Quand les citoyens réclament leurs droits, c'est à nous de transmettre leurs demandes. C'est notre devoir et notre responsabilité.
Geeta Devi, journaliste de Khabar Lahariya
La journaliste se rend ensuite au commissariat. Face à un agent qui prétend ne rien savoir de l'affaire, elle insiste pour que la plainte soit reçue. "Pour moi, le journalisme, c'est l'essence de la démocratie, explique-t-elle. Quand les citoyens réclament leurs droits, c'est à nous de transmettre leurs demandes aux autorités. C'est notre devoir et notre responsabilité."

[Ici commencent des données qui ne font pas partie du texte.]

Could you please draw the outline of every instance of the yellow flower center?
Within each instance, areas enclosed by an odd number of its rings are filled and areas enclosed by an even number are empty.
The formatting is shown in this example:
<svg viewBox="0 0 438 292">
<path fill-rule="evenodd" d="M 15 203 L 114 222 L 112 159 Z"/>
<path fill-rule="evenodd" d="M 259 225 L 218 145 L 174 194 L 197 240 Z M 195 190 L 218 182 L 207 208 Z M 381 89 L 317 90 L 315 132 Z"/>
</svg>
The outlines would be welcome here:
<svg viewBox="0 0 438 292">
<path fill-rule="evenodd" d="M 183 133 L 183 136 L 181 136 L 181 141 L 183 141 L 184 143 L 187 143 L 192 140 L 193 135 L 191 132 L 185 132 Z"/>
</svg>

Toutes issues de basses castes, les journalistes de Khabar Lahariya (que l'on pourrait traduire pas "Vagues d'informations"), hebdomadaire fondé en 2002 dans l'Uttar Pradesh, dans le nord de l'Inde, couvrent des sujets allant du vol de vaches à la corruption locale en passant par les violences faites aux femmes et les abus de la mafia, dont les activités illégales mettent en danger des villages entiers. Parcourant les routes boueuses sur des deux-roues pétaradants, munies de smartphones pour la version numérique de la publication, elles rapportent des informations locales, souvent négligées par les grands médias indiens.

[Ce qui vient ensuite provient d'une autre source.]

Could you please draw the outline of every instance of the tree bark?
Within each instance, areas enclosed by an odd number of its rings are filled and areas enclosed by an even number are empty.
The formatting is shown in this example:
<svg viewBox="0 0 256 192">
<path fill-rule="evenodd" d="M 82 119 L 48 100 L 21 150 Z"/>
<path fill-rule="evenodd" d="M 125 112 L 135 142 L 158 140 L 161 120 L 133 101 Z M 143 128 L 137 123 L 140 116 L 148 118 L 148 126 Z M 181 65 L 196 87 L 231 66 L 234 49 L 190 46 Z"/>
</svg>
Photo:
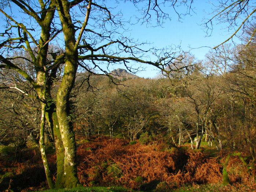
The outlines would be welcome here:
<svg viewBox="0 0 256 192">
<path fill-rule="evenodd" d="M 40 140 L 39 140 L 39 145 L 40 151 L 42 156 L 44 170 L 46 176 L 46 180 L 49 187 L 51 189 L 54 188 L 54 184 L 52 181 L 52 174 L 50 170 L 48 160 L 45 154 L 45 145 L 44 143 L 44 129 L 45 128 L 45 113 L 46 104 L 44 103 L 41 104 L 41 111 L 42 114 L 41 119 L 41 125 L 40 128 Z"/>
<path fill-rule="evenodd" d="M 48 103 L 48 107 L 46 111 L 45 117 L 50 126 L 53 130 L 54 135 L 55 150 L 57 159 L 57 176 L 55 188 L 57 189 L 63 188 L 65 180 L 64 177 L 64 148 L 61 139 L 59 123 L 56 114 L 55 103 Z"/>
</svg>

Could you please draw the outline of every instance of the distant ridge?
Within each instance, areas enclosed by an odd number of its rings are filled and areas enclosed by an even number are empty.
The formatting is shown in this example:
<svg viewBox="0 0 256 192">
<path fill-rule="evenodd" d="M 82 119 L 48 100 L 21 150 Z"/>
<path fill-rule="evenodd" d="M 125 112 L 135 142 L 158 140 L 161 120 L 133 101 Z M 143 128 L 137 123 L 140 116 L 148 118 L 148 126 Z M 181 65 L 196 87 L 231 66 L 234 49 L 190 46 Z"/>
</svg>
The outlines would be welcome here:
<svg viewBox="0 0 256 192">
<path fill-rule="evenodd" d="M 129 73 L 126 70 L 123 69 L 118 68 L 113 70 L 110 72 L 110 74 L 113 77 L 121 80 L 139 78 L 139 76 Z"/>
</svg>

Congratulations to @KhabarLahariya on completing 20 years! #KhabarLahariya #AcademyAwards #Oscars@RintuThomas11 #writingwithfire pic.twitter.com/IOOdd89793
— HercircleOff (@Hercircle_Off) March 22, 2022
En tenue traditionnelle et sourire aux lèvres, les collaboratrices de Khabar Lahariya tiennent tête aux autorités et aux entrepreneurs peu scrupuleux ; sans agressivité, mais intègres et préremptoires s'il le faut, face à l'hostilité de certains, elles mettent les politiques au pied du mur. Leur travail permet d'envoyer des escrocs en prison, et de forcer des fonctionnaires à faire leur travail et à oeuvrer pour la communauté. Et souvent, elles font oeuvre de justicières de par leur simple intervention, ce qui n'est pas sans danger. "Parfois je suis anxieuse, j'ai peur qu'on m'attaque. Surtout quand je fais un reportage sur l'activité minière illégale", témoigne l'une d'elle.
La journaliste Geeta Devi et ses consoeurs appartiennent à la communauté dalit, au plus bas de l'implacable système de castes qui régit la société indienne. Officiellement, la discrimination de ceux que l'on appelait naguère "les intouchables" est abolie, mais ils n'ont toujours pas le droit d'entrer dans les temples, ne sont pas autorisés dans les cercles de castes supérieures et subissent toujours stigmatisation, humiliation et maltraitance.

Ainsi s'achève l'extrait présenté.